At the same time, though, the notion also invites us to ignore that even though these elements may be efficacious sources of grace, they are still truncated and, most importantly, they do not belong by right or nature to those various non-Catholic ecclesial communities. On the other hand, the more precise notion, the traditional understanding, that non-Catholic ecclesial communities have retained to various degrees traces of true Christianity, as ashes are traces left behind by fire, would equally invite us to see the same likenesses without sowing confusion or casting doubt on what the Church has always taught infallibly.

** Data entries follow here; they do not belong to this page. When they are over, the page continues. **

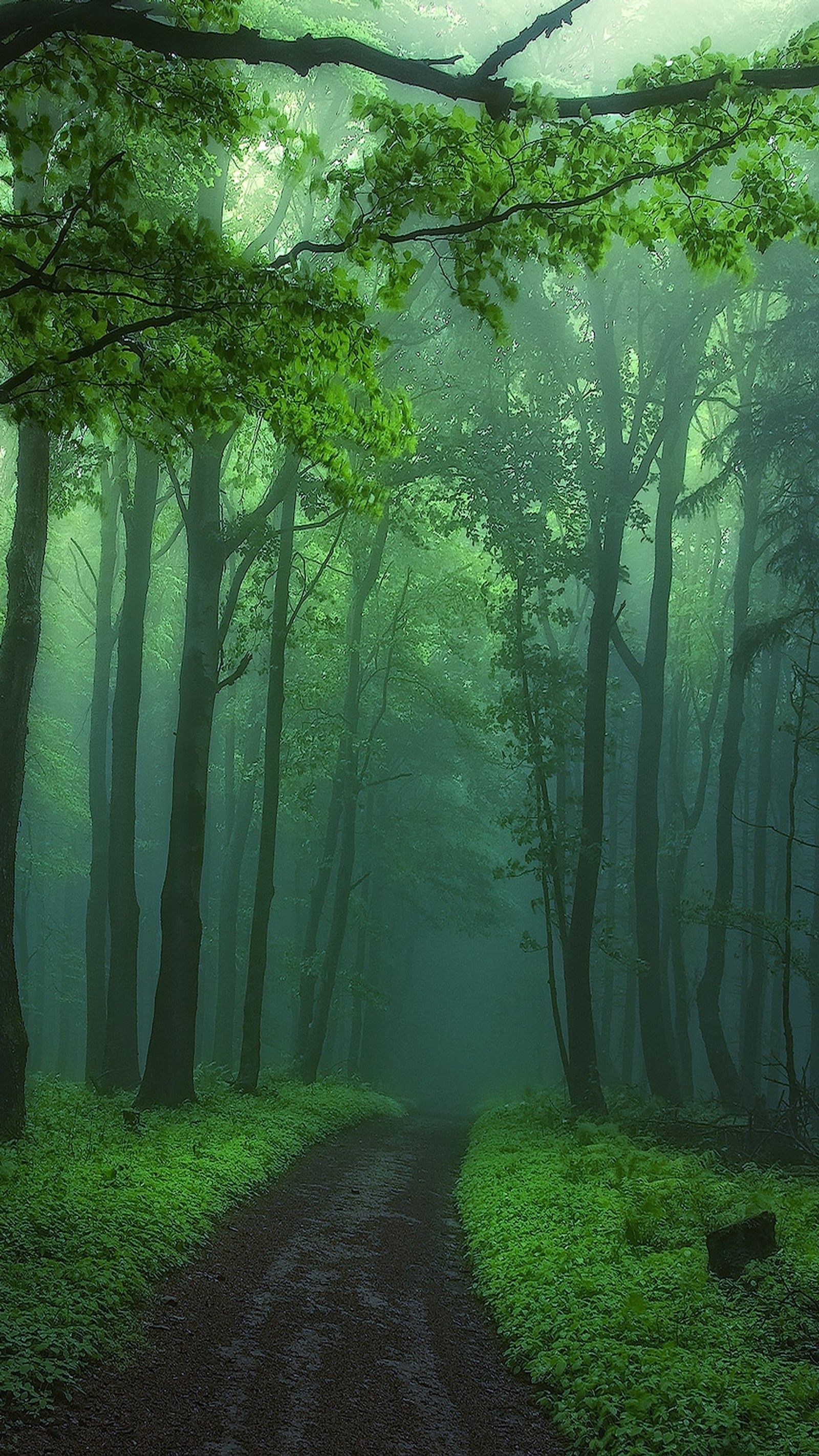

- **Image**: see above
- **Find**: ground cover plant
[0,1078,401,1428]
[458,1098,819,1456]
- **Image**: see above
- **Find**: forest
[0,0,819,1456]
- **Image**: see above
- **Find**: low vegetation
[458,1098,819,1456]
[0,1078,401,1414]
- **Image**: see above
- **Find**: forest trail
[11,1118,563,1456]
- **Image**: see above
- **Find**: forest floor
[6,1118,565,1456]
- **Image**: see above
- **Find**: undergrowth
[0,1076,401,1428]
[458,1098,819,1456]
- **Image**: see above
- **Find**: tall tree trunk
[102,445,159,1092]
[301,511,389,1082]
[237,482,297,1092]
[741,647,781,1106]
[294,768,343,1061]
[565,502,626,1112]
[634,381,698,1102]
[212,719,262,1067]
[86,464,121,1086]
[697,469,761,1106]
[0,425,50,1140]
[137,434,228,1106]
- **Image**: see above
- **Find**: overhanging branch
[0,0,819,119]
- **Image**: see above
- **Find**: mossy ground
[458,1098,819,1456]
[0,1076,401,1417]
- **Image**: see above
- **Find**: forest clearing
[6,0,819,1456]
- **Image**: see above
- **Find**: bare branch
[474,0,589,80]
[0,0,819,121]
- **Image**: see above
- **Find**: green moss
[0,1079,401,1414]
[458,1102,819,1456]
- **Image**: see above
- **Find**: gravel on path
[8,1118,565,1456]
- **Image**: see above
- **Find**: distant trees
[6,0,819,1137]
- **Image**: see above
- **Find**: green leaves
[458,1095,819,1456]
[0,1080,400,1414]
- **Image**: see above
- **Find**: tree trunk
[565,504,626,1112]
[0,425,50,1140]
[102,445,159,1092]
[697,470,761,1108]
[212,719,262,1068]
[741,647,781,1106]
[634,393,697,1102]
[86,462,121,1086]
[137,434,228,1106]
[301,511,389,1082]
[237,481,297,1092]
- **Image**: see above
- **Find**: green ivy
[458,1099,819,1456]
[0,1078,401,1417]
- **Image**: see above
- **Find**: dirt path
[8,1118,563,1456]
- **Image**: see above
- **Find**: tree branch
[0,0,819,121]
[474,0,589,80]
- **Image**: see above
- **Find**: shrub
[0,1076,401,1414]
[458,1101,819,1456]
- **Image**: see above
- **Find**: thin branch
[271,116,762,268]
[217,652,253,693]
[474,0,588,80]
[0,0,819,119]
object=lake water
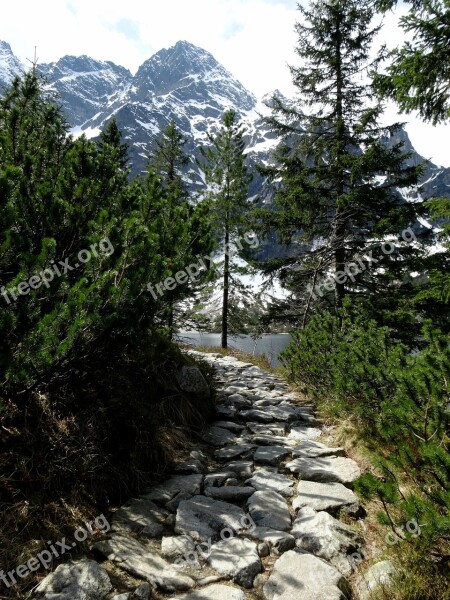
[176,331,291,367]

The traditional understanding also focuses the purpose of the endeavor rightly toward the evangelization of individuals in these non-Catholic communities, instead of an assumed endeavor of compromise, which in the final analysis is nothing more than a Modernist reconstruction of Catholic doctrine. In fact, the “hermeneutic of rupture” could just as easily be identified, and probably more accurately, as the wholesale Modernist reconstruction of Catholic doctrine.

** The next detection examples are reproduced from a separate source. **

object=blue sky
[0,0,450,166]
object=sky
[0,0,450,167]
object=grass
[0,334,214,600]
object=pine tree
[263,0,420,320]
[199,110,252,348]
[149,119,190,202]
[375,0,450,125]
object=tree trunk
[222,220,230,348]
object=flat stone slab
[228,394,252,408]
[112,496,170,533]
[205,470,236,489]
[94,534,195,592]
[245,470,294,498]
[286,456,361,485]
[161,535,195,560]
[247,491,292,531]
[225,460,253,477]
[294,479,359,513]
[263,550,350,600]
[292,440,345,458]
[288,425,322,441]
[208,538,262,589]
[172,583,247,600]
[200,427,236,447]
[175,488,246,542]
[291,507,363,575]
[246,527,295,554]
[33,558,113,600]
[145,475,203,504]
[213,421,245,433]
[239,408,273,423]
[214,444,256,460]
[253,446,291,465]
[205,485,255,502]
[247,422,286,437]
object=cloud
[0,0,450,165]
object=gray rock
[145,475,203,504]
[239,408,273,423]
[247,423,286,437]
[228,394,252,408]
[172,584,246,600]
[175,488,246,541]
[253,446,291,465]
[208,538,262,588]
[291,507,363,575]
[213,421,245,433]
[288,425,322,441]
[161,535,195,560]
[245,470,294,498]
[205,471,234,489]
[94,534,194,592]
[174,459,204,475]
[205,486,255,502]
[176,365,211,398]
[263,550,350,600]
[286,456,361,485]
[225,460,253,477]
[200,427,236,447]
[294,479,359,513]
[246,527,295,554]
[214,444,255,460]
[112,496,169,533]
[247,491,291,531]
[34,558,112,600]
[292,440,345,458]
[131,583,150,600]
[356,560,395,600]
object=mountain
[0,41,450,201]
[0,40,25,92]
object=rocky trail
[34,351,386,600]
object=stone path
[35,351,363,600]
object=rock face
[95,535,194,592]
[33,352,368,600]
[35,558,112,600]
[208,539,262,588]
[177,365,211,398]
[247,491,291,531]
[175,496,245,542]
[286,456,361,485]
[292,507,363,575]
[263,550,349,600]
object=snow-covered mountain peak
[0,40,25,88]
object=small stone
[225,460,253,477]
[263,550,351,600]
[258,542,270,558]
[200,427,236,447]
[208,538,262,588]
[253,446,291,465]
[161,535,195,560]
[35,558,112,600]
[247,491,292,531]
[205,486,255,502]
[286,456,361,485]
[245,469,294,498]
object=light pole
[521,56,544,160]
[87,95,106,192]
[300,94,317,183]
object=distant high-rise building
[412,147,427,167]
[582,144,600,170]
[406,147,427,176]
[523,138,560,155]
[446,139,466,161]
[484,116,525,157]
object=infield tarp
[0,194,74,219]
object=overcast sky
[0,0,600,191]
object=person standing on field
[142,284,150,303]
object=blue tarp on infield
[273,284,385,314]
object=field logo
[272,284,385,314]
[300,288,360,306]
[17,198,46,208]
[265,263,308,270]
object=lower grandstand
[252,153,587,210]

The equivocal nature of these pronouncements, far from encouraging analogical thought or enriching “the analogy of the faith”, succeeds only in sowing confusion and casting doubt on what has been infallibly pronounced previously.  These kinds of novel and imprecise pronouncements are the very reason for the emergence of the hermeneutic of rupture. These “pastoral” pronouncements created opportunities for confusion that was conveniently embraced and used by the purveyors of that “hermeneutic of rupture”. Can we call it mere coincidence when the “rupturists”, themselves, were so intimately involved in the Council? The floodgates of Modernist doctrinal reconstruction were thrown open even before the Council was concluded. As Radaelli points out in the already mentioned article, this was due, not to a misinterpretation of the “rupturists” after the fact, but by the interpretation of the very periti who were responsible for much of the content of the documents. As it turns out, many of the authors of the Council were the “rupturists”! Is it possible, then, that perhaps the documents were interpreted as they were intended to be interpreted, as rupture, by those who worked behind the scenes at the Council?

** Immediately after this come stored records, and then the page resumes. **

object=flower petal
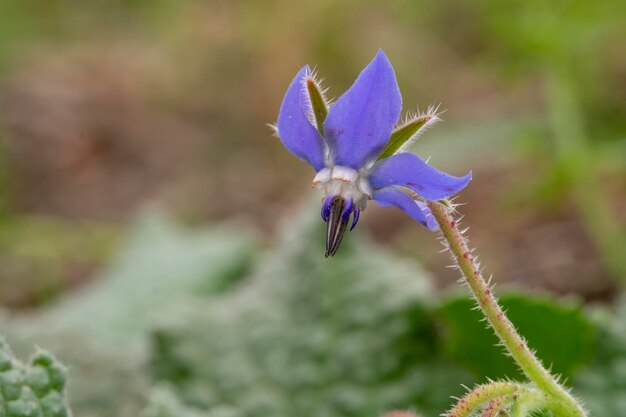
[372,187,439,232]
[369,153,472,200]
[324,50,402,169]
[276,65,326,171]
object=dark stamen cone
[325,197,349,257]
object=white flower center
[312,165,372,210]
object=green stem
[428,202,585,417]
[445,382,522,417]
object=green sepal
[306,77,328,135]
[378,112,438,161]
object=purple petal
[369,153,472,200]
[372,187,439,232]
[277,65,326,171]
[324,50,402,169]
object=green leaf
[0,338,71,417]
[152,201,474,417]
[306,76,328,135]
[438,295,594,380]
[572,295,626,417]
[378,111,439,161]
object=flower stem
[428,201,586,417]
[445,382,520,417]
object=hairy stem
[446,382,521,417]
[428,202,586,417]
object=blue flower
[276,50,471,256]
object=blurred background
[0,0,626,416]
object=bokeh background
[0,0,626,416]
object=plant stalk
[428,201,586,417]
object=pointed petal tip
[276,65,325,171]
[324,46,402,169]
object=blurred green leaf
[152,199,472,417]
[437,295,594,380]
[573,295,626,417]
[3,212,256,417]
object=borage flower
[276,50,471,256]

The imprecision of the great “Pastoral” Council and the imprecision of the Magisterium ever since was not a healthy contribution to the polity wherein analogy has its proper and vaunted place. It was, to apply Ockham’s razor, just plain old equivocal. The damage that this equivocality has produced is more than evident, as the Church currently reels in the aftermath of the failed liberal experiment.

How can Fr. Cavalcoli honestly suggest that the Magisterium’s imprecision has enriched the faith when the Church is racked by doctrinal confusion, liturgical abuse, wrecked altars and sanctuaries, and a devastating priest-sex-abuse scandal and commensurate institutional cover-up? How can Fr. Cavalcoli happily go about trusting that a redefined Magisterium has been a success when kitsch has replaced sacred art and architecture, seminaries are closing for want of seminarians, pews are emptying, parishes are closing in the thousands, and there is widespread disobedience among priests and bishops? How can Fr. Cavalcoli consider it an improvement when bishops and priests actively promote homosexual marriage or challenge the male only priesthood? That is not a healthy state of affairs!

The present crisis has confounded the faith to such a point that the Christian religion apparently can no longer make any significant impact on the modern world. The dearth of evangelization and the missionary spirit in the modern Church points to a faith weakened, not strengthened, by the changes in the Church.

This deficiency can have no other cause than the most obvious: the watershed event of a “merely pastoral” Ecumenical Council.